İlimizde geniş kesim tarafından iş insanı Nazmi Ertuğral’ın İstanbul Şişli’deki bir otelde gerçekleştirilecek Süleyman Demirel’i anma programına beraber gidelim davetini geri çevirmedim.
Nazmi Ertuğral, Ali Nafi Demiral, Veli Yıldız ve Nezir Yakar ile birlikte sohbet ede ede İstanbul’a gittik.
Ali Nafi Demiral DSP’nin eski yöneticilerindendir.
Veli Yıldız DP’nin eski Körfez İlçe Başkanı, Nezir Akar’da İYİ Parti’nin eski il yöneticilerinden biri.

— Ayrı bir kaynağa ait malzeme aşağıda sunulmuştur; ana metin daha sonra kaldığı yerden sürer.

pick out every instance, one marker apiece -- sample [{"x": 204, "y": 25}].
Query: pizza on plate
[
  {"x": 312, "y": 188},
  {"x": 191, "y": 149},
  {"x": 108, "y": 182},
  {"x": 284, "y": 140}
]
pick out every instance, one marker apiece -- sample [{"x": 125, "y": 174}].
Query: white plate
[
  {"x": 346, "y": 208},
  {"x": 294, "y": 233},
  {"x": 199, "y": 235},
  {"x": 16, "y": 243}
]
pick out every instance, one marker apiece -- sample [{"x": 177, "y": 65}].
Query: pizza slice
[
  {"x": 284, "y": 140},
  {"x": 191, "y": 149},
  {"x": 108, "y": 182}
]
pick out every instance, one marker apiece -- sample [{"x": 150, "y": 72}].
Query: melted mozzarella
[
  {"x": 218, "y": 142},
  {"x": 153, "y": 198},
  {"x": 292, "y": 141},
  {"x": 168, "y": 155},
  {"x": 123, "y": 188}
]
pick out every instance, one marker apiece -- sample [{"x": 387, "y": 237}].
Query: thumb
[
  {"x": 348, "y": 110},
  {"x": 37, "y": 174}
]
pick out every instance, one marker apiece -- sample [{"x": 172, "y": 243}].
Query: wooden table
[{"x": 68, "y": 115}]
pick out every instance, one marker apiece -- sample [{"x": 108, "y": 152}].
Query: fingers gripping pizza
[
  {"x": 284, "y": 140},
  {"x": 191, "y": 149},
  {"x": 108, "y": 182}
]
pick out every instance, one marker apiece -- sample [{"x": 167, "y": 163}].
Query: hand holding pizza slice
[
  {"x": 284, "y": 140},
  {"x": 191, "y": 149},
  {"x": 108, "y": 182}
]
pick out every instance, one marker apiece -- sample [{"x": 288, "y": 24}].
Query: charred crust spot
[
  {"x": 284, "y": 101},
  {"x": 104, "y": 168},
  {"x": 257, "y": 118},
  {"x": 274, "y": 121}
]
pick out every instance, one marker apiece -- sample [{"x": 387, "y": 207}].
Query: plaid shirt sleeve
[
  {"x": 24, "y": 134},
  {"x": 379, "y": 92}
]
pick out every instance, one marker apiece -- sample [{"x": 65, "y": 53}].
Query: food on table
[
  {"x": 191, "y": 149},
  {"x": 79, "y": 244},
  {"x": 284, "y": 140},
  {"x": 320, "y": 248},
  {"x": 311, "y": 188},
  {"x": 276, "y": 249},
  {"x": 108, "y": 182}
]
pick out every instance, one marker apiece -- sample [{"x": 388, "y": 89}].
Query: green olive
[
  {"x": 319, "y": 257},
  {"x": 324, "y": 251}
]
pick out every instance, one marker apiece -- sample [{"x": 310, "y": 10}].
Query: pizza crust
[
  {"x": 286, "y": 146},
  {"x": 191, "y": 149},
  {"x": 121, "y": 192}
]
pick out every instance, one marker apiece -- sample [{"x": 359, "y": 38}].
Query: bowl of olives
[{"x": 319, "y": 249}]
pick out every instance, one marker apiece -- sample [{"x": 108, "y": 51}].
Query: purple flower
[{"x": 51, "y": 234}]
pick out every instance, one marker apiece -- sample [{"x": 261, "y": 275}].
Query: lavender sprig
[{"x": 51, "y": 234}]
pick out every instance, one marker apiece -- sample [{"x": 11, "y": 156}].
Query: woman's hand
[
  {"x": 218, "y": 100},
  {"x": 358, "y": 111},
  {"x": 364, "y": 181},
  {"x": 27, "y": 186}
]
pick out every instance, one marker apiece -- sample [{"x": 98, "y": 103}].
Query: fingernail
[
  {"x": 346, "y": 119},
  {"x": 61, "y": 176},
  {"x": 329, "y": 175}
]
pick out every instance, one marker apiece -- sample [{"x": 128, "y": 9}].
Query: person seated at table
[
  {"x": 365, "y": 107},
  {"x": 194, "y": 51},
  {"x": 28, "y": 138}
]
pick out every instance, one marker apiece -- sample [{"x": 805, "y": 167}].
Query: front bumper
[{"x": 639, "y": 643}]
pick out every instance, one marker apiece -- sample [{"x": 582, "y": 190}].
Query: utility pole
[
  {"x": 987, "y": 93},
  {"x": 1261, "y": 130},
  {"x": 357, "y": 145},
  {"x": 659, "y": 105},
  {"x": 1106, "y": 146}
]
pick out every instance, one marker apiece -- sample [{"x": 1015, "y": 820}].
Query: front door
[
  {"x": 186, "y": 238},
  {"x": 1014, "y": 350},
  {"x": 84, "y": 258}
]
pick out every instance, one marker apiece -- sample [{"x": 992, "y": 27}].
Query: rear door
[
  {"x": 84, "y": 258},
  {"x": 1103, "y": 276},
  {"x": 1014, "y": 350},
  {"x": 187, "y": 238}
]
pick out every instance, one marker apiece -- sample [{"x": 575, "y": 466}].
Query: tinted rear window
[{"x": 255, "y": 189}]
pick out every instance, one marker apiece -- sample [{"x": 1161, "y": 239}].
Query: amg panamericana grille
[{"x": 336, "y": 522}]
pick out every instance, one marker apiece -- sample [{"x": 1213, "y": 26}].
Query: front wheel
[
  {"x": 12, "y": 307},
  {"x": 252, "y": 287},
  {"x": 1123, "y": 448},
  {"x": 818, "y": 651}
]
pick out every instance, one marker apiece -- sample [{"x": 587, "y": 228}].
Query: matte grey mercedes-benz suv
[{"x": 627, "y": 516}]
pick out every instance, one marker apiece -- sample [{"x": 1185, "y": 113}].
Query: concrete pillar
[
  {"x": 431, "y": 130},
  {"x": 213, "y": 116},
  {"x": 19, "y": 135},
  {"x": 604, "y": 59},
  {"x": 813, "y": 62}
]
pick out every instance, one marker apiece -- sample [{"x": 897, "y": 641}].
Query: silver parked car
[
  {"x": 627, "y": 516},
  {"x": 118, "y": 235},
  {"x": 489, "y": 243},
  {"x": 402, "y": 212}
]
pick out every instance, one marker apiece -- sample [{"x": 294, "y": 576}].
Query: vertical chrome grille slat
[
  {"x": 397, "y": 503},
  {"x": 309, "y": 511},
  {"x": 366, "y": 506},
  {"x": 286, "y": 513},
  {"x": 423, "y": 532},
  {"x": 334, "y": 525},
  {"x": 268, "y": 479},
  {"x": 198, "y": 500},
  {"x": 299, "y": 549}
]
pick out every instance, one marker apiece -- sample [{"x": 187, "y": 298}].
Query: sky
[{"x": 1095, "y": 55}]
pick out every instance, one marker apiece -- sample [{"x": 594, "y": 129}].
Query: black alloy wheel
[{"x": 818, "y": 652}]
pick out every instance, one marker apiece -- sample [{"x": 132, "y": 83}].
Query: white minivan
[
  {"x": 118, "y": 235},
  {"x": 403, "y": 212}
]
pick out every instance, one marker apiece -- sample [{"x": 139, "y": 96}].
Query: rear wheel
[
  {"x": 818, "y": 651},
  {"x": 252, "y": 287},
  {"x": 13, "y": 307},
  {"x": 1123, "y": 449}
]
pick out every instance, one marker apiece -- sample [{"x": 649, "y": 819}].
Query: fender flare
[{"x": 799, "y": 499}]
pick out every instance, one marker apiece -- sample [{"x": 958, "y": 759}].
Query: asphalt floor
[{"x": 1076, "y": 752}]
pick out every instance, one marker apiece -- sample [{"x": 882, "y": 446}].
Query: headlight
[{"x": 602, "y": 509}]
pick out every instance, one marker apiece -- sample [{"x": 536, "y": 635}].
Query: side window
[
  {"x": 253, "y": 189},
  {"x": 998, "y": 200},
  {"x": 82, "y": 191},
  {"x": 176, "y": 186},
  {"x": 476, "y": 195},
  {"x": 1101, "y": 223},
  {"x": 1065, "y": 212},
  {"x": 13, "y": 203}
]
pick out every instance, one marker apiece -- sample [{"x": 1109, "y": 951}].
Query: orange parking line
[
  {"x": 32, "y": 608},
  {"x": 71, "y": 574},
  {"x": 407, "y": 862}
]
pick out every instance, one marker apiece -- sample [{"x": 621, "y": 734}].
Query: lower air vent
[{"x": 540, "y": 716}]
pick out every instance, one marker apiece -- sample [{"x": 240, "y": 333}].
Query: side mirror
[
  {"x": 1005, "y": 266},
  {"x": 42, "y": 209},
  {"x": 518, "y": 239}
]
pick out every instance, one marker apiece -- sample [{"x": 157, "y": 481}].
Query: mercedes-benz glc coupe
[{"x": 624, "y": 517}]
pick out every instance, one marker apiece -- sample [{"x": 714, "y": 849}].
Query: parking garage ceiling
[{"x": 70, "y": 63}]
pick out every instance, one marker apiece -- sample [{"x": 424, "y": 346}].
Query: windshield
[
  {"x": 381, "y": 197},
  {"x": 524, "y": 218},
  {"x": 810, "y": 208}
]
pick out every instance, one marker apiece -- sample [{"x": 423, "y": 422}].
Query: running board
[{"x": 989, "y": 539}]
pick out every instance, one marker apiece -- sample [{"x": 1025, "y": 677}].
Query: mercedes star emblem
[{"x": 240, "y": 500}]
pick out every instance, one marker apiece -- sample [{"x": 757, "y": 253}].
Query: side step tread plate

Yani ben ve Ali Nafi Demiral dışındakiler sağlığında Demirel’in son kurduğu parti olan DYP saflarındaydılar.
Anma programının gerçekleştirildiği salonda DYP Kocaeli eski Milletvekili İbrahim Artvinli, Sinan Minareci ve Ahmet Aydın’ın da yerlerini aldıklarını fark ettim.
Kendilerine uzaktan elimi havaya kaldırarak selam verdim, ama selamım boşa gitti!
Zira kalabalık içinde göremediler!
Nazmi Ertuğral beni Turhan Çömez’le de tanıştırmak istedi.
Fakat İBB Başkanı Ekrem İmamoğlu, İYİ Parti Genel Başkanı Müsavat Dervisaoğlu, DYP Genel Başkanı Cenk Küpeli, Doğru Parti Genel Başkanı Rifat Serdaroğlu, Tüpraş eski Genel Müdürü Hüsamettin Danış, tarihçi İlber Ortaylı, Mehmet Haberal, Ahad Andican, Lütfullah Kayalar, Hamdi Üçpınarlar, Ali Naili Erdem ve Aylin Cesur’dan oluşan ünlü isimlerle yan yana oturan Turhan Çömez’in yanına gitmeyi doğru bulmadım!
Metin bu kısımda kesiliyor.